- Another thing about growing up crazy is that oftentimes people with mental illness or severe emotional problems are adept at manipulating other people in order to get their own needs met. This can happen because they’re not able or willing to try to get their needs met by doing something as straightforward as asking, and it can happen because they have very low tolerance for frustration, so they’re not willing to accept the possibility of NOT getting their needs met through other people. And, in some cases, emotionally damaged people rely unrealistically on others to meet their needs, which, combined with the unwillingness to ask directly for what they want and the inability to tolerate frustration, leads again to manipulation.
Because of my history, I am fluent in manipulese, though I don’t speak it myself (or certainly try not to). Here are the top 5 ways you know you’re being manipulated.
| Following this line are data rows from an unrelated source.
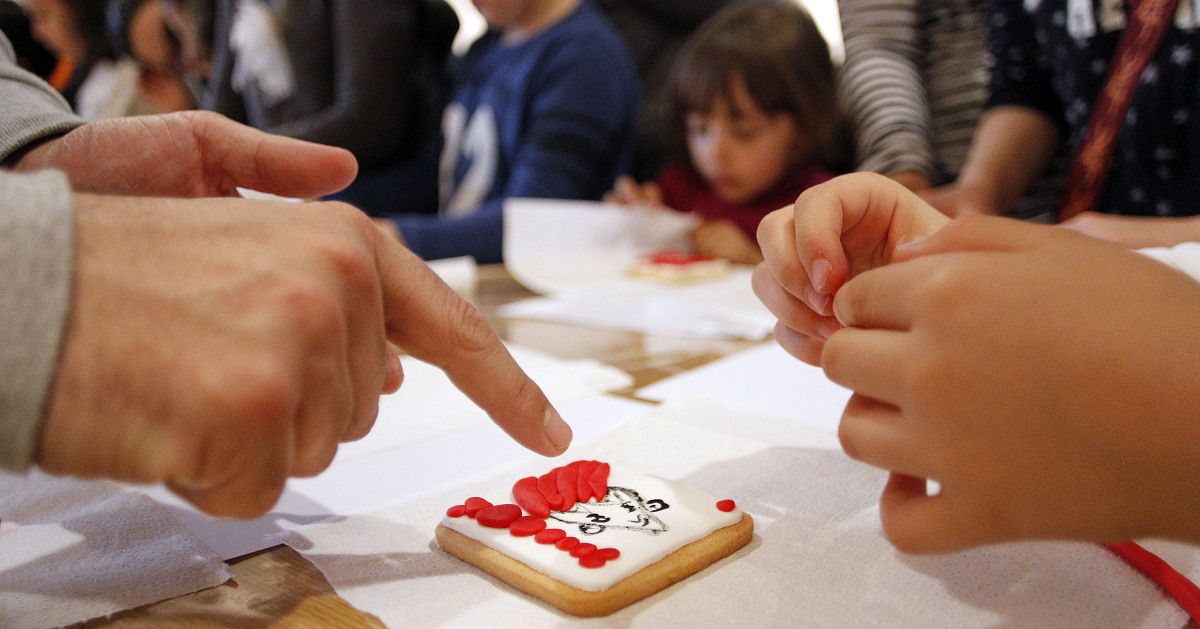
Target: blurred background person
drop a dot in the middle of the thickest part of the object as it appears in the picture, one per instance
(138, 30)
(30, 53)
(88, 73)
(364, 76)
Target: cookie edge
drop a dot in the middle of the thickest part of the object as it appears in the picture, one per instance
(671, 569)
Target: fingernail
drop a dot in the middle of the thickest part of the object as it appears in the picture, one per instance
(557, 430)
(819, 274)
(817, 301)
(827, 325)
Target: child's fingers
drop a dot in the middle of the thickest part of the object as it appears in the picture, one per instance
(781, 264)
(919, 523)
(870, 363)
(873, 432)
(978, 233)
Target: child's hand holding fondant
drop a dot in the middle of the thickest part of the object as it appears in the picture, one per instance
(832, 233)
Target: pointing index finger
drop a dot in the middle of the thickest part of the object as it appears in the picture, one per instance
(429, 321)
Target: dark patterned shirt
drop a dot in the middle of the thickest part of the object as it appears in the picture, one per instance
(1054, 55)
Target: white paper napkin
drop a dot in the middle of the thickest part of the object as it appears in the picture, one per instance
(763, 381)
(73, 550)
(817, 559)
(419, 443)
(579, 255)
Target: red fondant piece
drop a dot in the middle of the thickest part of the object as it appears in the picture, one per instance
(678, 258)
(565, 485)
(526, 493)
(474, 504)
(547, 489)
(499, 516)
(549, 535)
(599, 480)
(593, 559)
(527, 526)
(582, 487)
(582, 549)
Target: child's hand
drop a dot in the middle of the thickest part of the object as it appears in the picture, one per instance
(725, 239)
(958, 199)
(1044, 379)
(629, 192)
(1135, 231)
(833, 232)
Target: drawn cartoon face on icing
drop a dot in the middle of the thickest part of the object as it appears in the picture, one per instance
(621, 509)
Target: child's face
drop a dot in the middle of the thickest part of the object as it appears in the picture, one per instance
(741, 151)
(504, 13)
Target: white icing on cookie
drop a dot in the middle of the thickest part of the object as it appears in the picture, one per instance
(642, 516)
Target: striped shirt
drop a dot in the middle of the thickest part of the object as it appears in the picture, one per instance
(915, 82)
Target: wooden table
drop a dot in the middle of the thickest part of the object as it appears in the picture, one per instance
(279, 587)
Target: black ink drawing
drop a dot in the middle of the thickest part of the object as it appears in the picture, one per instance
(621, 509)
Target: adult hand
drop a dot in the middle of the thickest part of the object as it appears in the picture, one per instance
(1135, 232)
(190, 154)
(1047, 381)
(223, 345)
(832, 233)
- The other person has just delivered an emotional throat punch and is now telling you that you’re not entitled to be hurt. Variation: Your feelings are hurt after the emotional throat punch, and you’ve saved them a step by proactively questioning whether you’re entitled to be hurt. This happens when you’ve been manipulated for a while and haven’t realized it – you internalize the manipulation and make yourself feel guilty. It’s OK to stop doing this!
- Someone who isn’t really all that funny is constantly trying to tell you that they’re “just kidding.” Their version of kidding might include ridicule of your body, abilities, food choices or livelihood. Their version of kidding almost never involves actual humor.
- You haven’t body-snatched another person and forced them to bend to your will like a puppet, but they accuse you of making them feel or behave a certain way. Example: “I’m sorry I threw my burrito at you, but you made me so mad, I had no choice.”
- The other person isn’t an actual wizard or mindreader, but claims to know exactly what your motivations are in any situation where there is conflict. You’ll know this is happening if their sentences start with some variation on “you think you can just …”
- You haven’t killed anyone, stolen anything or coveted your neighbor’s spouse, and yet you feel guilty after interacting with someone. Often, the “crime” is that you were going along in life, being yourself, making the most of the gift that is your very own life, and somehow someone wants you to feel guilty because you’re not giving your life up in service of their wants.
Bonus sign: Someone you know never tells you about what they think of you, but seem to delight in sharing what they’ve heard others think of you. And of course they’re only telling you because they’re your friend.